I’ve decided for this self inflicted writing challenge, to try and write about the subject which fills the void between my ears and then wakes me from my slumbers. This could be interesting, as I hinted at yesterday, sometimes I wake up with a veritable maelstrom of irrational ideas banging about like wasps in a jam jar. This morning I just had three wasps buzzing in the jar; rain, walking and Fray Bentos pies.
Looking out of the window across the fields to Sand Point in Somerset, I mused on this delightful trio of the cognitive mind as my pre-breakfast tea began to work and awoke the creative soul. I may leave Fray Bentos pies for another challenge, but for today, it shall be writing about putting one foot in front of another, the act of walking.
It is blowing a gale out there, the sort of day which excites me, a day I’d love to be outside experiencing the weather while walking. I’ve always been a walker. What I am not is a get the backpack on and head off into the hills, pockets bulging with Kendal Mint Cake, bright unisex Kagool flapping in the breeze, type of long distance walker. I prefer to walk alone. I’m not averse to walking with other people, indeed some of the best walks I’ have been on have been in the company of like minded people. But I do like my own company, which is I believe a throwback to my childhood. I was an only child, and although my parents made a great effort in ensuring I had a large social group around me, I often escaped this socialising and just wandered off into the fields surrounding my home from quite an early age.

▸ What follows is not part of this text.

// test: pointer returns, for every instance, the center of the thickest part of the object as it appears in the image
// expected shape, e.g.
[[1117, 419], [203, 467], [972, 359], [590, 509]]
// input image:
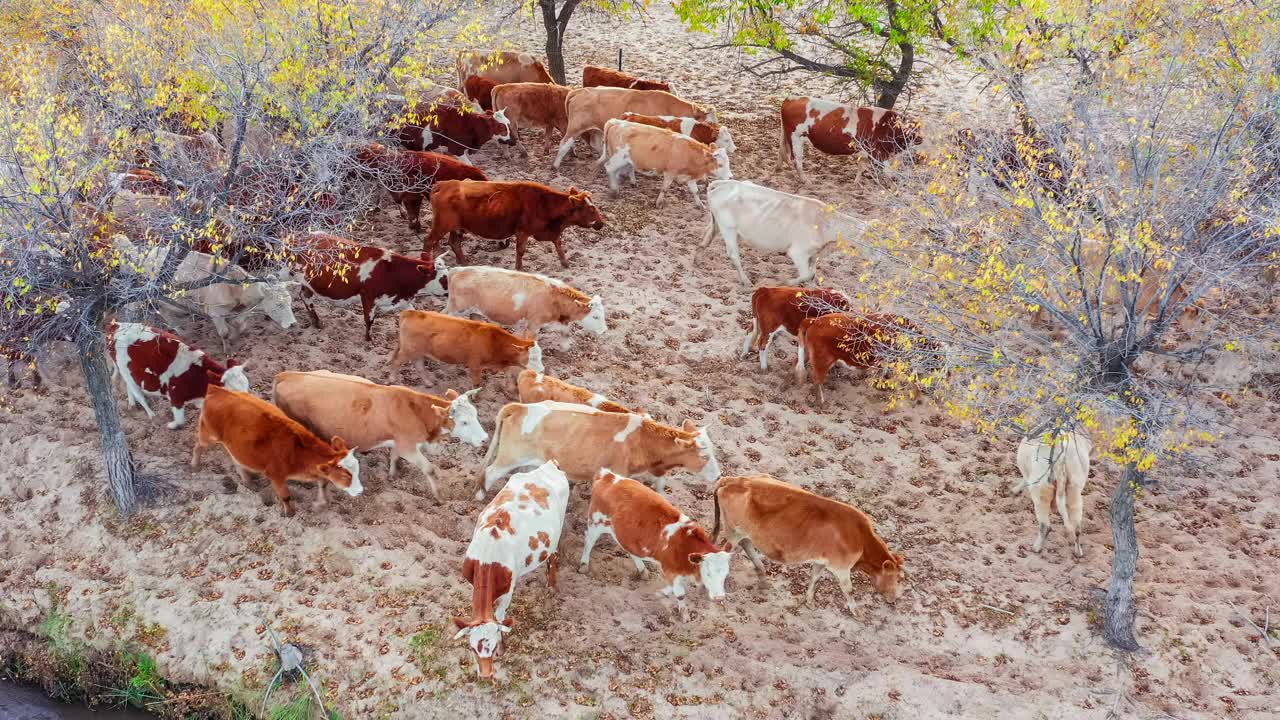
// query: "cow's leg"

My father was a very keen sportsman, a sprinter, who loved rugby, tennis and golf all played to a high standard. From him I also gained a love of cycling. However he is not a keen walker, my walking comes, I know, from my mother. Derived from Viking stock, a race well known for wandering, my mother at the age of 78 still walks most days. Indeed every Monday she and a few girl friends meet up and walk the 2 or 3 miles along the beach near Seaburn in Tyneside. They have done this for years, and in all weathers, usually ending up at the “cat and dogs” steps at Roker, where a snack bar kiosk is a mecca for refreshment, before the return journey.
My mother was evacuated to the Lake District during the War joining her twin cousins Verena and Dorothy on a farm run by two sisters at a hamlet called Dockray. School was 5 miles away and like many in those days this 10 mile walk was traversed daily without any trouble. Would that today’s children could walk 10 miles to school and back. Verena and my mother were very close and I particularly remember walking with both our families in the 1970’s up Windy Gyle in Northumberland. This was exciting as for the first time that I can recall I walked from England to Scotland over the Cheviot ridge.
Walking and writing are often keen bedfellows. Many writers seem to have a propensity to wander off in a creative reverie, searching for THE inspiration, to clear the mind, or maybe just to escape the housework. Of course from this many books about walking have been written, both guiding and amusing. Of the guide books to walking, Wainright’s seven volumes of Pictorial Guide to the Lakeland Fells are, even today, must reads for any serious walker in the Lake District. As a draughtsman his grasp of topographical detail and reality will probably never be surpassed.
The writer Bill Bryson at the age of 44 threw off his sedentary life and headed off along the 2,100 mile long Appalachian Trail in America ably documented in his dry wit style in his book A Walk in the Woods. Last year a work colleague bought me another walking book, for as she said, “I will enjoy and understand its meaning”. Travels with Boogie by Mark Wallington is an account of his adventures along the South West Coast Path accompanied by his errant mongrel dog, Boogie. It is very funny, and yes I understood it. I could look for other examples of books written as a result of walking, but one in particular has gripped me ever since reading it 10 years ago.
The writer, poet and journalist Peter Mortimer has lived in the North East for 3 decades. In the summer 1998 he set off on a pilgrimage journey across Britain, walking from Plymouth to Scotland. Nothing remarkable in that, many people before him had walked the length and breadth of Britain. What was remarkable was this 500 mile walk involved him becoming reliant on the generosity of the Nation, as he walked without money, or means. Some might argue that this was a foolhardy gesture. Why should the people he encounters along the way give him sustenance, shelter and warmth? But that misses the point. In doing this, Peter was recreating thousands of pilgrimages which have occurred throughout history. He also rediscovered his identity; in many cases he dispelled his often long held prejudices as, being reliant on the generosity of strangers, he encountered great kindness from the most unlikely quarters, but also deep mistrust from people he would have thought open to his quest.
And for me this encapsulates what I like about walking. It is not the physical exercise, indeed now well into middle age and not as fit as I once was long distance walking can be more of a chore now than before. It is more about new horizons. I sense a great feeling of looking forward to where I’m going, being on the move, exploring the unfamiliar and not looking back to where I’ve been.
Looking ahead in life keeps the mind young I feel, so I’ll end with a quote from my all time favourite writer, BB. In his book The Wayfaring Tree, on the last day of a visit to Scotland he goes for a walk. Unsure of where he could walk he asks a shepherd how far he can go;
“To the skyline” said the shepherd “as far as ye can see, mon!”